The vibration detectors respond to acceleration, or changes in speed. In the previous example, the receptors do not fire during the indentation of the skin; they only fire when you start pushing the eraser against the skin (in other words, going from a speed of zero to a speed greater than zero), and when you stop pushing the eraser against the skin (going from a speed greater than zero to a speed of zero). The greater the difference in the two speeds, the greater the discharge rate. For example, comparing the discharge rate of going from a speed of zero to a speed of 1 mm/s with going from a speed of zero to 10 mm/s, the discharge rate during the change of speed would be higher in the second instance. Importantly, the velocity detectors do not respond when the speed is constant, such as when the skin is being indented by the eraser.
Re-examine Fig. 2 and Fig. 3 on pp. N-29 and N-30 to see these different patterns of responses.
Q4. was studying the neuroanatomy of the spinal cord and just wanted to make sure I understood you correctly during class. I was questioning which parts that we would need to know for the test. Do we only need to know those tracts that you mentioned specifically: Gracile Fasciculus, Lateral Corticospinal tract, Spinothalamic tract, Cuneate fasciculus, Trigeminal, and Medial lemniscus. Just making sure I don't need to know the other parts that were listed in the syllabus.
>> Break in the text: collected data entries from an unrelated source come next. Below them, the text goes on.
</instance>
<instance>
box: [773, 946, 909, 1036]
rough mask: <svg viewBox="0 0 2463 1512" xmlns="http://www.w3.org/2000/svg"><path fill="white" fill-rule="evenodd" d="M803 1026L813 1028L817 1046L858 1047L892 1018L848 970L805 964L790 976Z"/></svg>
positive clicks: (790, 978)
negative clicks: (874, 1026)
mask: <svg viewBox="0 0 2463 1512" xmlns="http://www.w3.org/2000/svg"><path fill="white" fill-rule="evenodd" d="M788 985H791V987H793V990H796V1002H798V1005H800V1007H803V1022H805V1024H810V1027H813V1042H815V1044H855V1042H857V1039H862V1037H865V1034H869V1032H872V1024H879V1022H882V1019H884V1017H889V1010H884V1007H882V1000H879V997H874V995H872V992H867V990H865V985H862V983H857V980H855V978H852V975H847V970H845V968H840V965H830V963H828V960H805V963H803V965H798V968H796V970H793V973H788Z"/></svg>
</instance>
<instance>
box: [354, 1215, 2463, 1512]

A. The structures that you may have to identify on the cross sections are any of the structures that are part of the dorsal column/medial lemniscal system, spinothalamic system, corticospinal system, and trigeminal system. Many of the structures are located not just in the spinal cord, but also in the brainstem and thalamus.
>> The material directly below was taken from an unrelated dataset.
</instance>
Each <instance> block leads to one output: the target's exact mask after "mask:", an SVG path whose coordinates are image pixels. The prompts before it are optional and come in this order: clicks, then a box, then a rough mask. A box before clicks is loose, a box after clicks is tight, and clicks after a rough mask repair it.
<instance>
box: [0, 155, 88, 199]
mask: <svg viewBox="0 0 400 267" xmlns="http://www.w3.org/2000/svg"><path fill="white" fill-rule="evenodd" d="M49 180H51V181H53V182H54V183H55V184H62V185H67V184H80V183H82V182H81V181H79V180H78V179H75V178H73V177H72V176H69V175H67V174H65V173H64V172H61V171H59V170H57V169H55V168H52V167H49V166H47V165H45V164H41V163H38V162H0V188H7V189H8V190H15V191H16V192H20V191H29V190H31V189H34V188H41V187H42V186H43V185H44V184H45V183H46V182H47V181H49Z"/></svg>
Dorsal column/medial lemniscal system:
gracile fasciculus
gracile nucleus
cuneate fasciculus
cuneate nucleus
medial lemniscus
ventral posterior lateral nucleus (in thalamus)Spinothalamic system:
spinothalamic tract
ventral posterior lateral nucleus (same as above)Corticospinal system:
corticospinal tract (in brainstem)
lateral corticospinal tract (in spinal cord)Trigeminal system:
spinal trigeminal nucleus
main sensory trigeminal nucleus
trigeminal motor nucleus
mesencephalic nucleus
ventral posterior medial nucleus (in thalamus)
Q4A. Question #6 of the Neurophysiology example questions in the syllabus requires that we are able identify the location of the facial nucleus on cross-section to correctly answer the question. Was it a mistake to include this question as an example, or do we actually need to be able identify much more than the 4 aforementioned systems on cross-section?
A4. No, you do not need to know the locations of cranial nerve nuclei. I did mean to require that this year, but I neglected to state it. Therefore, you don't have to know the locations of the cranial nerve nuclei for the exam.
Q5. If you have a lesion in the area of the medial lemnicus in the caudal medulla, will you have a lose of touch on BOTH sides since this is where the cross over occurs?
A5. If you damage the area where the crossing of fibers occurs, then you will produce bilateral deficits. This could occur as you state it, it could occur where the corticospinal tract crosses, and it can occur for the spinothalamic tract in the spinal cord (we discussed this last one in class). In reality, it is rare that a brainstem lesion produces a bilateral deficit.